A shot from Apocalypse Now, loosely based on Heart of Darkness itself |
The 'banality' of this evil, that is the potential complicity of the novel with existing structures of racism and foreign domination, is most evident in the confessional mode of narration in which Marlow tells the story (Marlow and Conrad are often used interchangeably, but some authors have questioned a straightforward identification between the two). This is one of the evils of colonialism that HoD implicitly shows: the banal complicity of ordinary people whose silence and denial allows evil to prosper, so well articulated by Hannah Arendt.

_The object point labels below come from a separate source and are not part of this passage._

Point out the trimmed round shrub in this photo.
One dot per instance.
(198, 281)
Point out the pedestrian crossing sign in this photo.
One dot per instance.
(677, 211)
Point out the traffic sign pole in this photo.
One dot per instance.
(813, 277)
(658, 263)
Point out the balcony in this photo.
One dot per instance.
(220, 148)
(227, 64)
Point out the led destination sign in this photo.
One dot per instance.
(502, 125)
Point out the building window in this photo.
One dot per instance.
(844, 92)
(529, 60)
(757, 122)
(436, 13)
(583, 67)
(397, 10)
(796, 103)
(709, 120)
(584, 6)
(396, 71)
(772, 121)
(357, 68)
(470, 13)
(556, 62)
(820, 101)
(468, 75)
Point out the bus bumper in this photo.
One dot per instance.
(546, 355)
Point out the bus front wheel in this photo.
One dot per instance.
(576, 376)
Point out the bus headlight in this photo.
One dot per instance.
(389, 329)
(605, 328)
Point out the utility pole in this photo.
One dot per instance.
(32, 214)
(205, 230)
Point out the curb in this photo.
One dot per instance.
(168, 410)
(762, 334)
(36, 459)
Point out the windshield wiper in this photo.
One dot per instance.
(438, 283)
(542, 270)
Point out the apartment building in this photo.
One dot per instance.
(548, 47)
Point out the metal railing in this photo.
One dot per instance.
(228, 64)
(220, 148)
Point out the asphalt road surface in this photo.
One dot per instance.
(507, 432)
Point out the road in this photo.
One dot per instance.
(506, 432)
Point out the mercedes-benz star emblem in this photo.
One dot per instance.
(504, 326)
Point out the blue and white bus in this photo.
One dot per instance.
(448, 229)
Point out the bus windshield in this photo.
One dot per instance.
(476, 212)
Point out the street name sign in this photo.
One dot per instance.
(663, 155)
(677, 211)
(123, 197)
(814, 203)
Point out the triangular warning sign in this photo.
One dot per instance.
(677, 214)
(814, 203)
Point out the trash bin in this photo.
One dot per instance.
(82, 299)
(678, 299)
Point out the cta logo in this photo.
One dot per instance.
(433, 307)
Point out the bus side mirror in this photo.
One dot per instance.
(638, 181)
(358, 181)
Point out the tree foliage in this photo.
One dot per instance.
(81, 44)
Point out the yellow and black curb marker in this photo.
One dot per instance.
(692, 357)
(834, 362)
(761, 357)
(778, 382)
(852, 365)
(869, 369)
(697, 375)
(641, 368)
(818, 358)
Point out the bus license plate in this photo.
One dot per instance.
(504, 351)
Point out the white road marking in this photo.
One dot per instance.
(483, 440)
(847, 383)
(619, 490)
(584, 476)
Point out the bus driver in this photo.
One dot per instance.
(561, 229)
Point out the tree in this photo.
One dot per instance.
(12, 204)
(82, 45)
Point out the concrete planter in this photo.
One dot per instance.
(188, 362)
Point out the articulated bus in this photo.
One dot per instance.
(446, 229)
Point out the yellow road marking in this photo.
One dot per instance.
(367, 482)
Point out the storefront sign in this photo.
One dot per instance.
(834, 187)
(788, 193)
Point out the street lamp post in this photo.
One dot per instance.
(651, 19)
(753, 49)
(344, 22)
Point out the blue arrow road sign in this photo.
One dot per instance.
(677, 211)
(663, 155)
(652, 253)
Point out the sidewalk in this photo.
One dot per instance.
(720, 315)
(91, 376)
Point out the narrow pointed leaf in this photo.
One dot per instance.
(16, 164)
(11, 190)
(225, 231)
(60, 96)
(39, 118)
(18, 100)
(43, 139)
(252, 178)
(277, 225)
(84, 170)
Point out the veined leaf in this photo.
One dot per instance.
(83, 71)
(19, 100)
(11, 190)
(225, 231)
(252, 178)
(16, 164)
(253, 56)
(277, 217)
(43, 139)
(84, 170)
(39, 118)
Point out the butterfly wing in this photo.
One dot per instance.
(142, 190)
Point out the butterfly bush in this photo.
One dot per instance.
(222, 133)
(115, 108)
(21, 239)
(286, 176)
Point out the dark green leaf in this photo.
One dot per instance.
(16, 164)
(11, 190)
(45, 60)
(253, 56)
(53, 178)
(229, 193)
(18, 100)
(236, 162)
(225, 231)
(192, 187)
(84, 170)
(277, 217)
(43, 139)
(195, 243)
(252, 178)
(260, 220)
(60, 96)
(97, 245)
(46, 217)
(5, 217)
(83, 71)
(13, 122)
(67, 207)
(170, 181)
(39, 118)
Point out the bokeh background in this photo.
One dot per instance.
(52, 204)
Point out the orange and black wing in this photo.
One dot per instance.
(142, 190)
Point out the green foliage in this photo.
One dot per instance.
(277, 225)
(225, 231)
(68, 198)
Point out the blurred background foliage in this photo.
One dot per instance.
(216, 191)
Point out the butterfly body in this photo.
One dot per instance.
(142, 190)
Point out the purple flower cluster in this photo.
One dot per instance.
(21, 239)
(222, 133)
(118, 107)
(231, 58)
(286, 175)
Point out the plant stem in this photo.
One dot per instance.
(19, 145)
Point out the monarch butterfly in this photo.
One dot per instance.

The other implicit evil in the novel, for which Conrad has been criticised for not making more explicit, is that evil at the heart of civilization and modernity (and some would argue capitalism), leading to crimes against humanity in the name of 'progress' and so present in all colonial contexts (one just has to look at resettlement programmes in Vietnam, Algeria, or Kenya to name a few), and which Adam Hochschild has seen better represented by King Leopold (distant, patient, Christian, manipulating, technologically sophisticated) than by any characters of the novel itself. The third and last evil present in HoD is that of Kurtz, mentioned in the previous paragraph: the base, primitive, perverse allure of lust and greed in the deepest recesses of the human psyche. Thus, HoD illustrates to some extent the full range of evils present in colonial contexts, a triad of evil eloquently proposed by Katkin and Katkin, and remains highly relevant for the study of colonialism from the point of view of the coloniser. A bad book about Africa, yes, but a very good book on European imperialism.
*Casement Report: human-rights investigation on the Congo carried out by British diplomat of Irish extraction Roger Casement, presented in the British Parliament and pivotal in turning the British public opinion against King Leopold.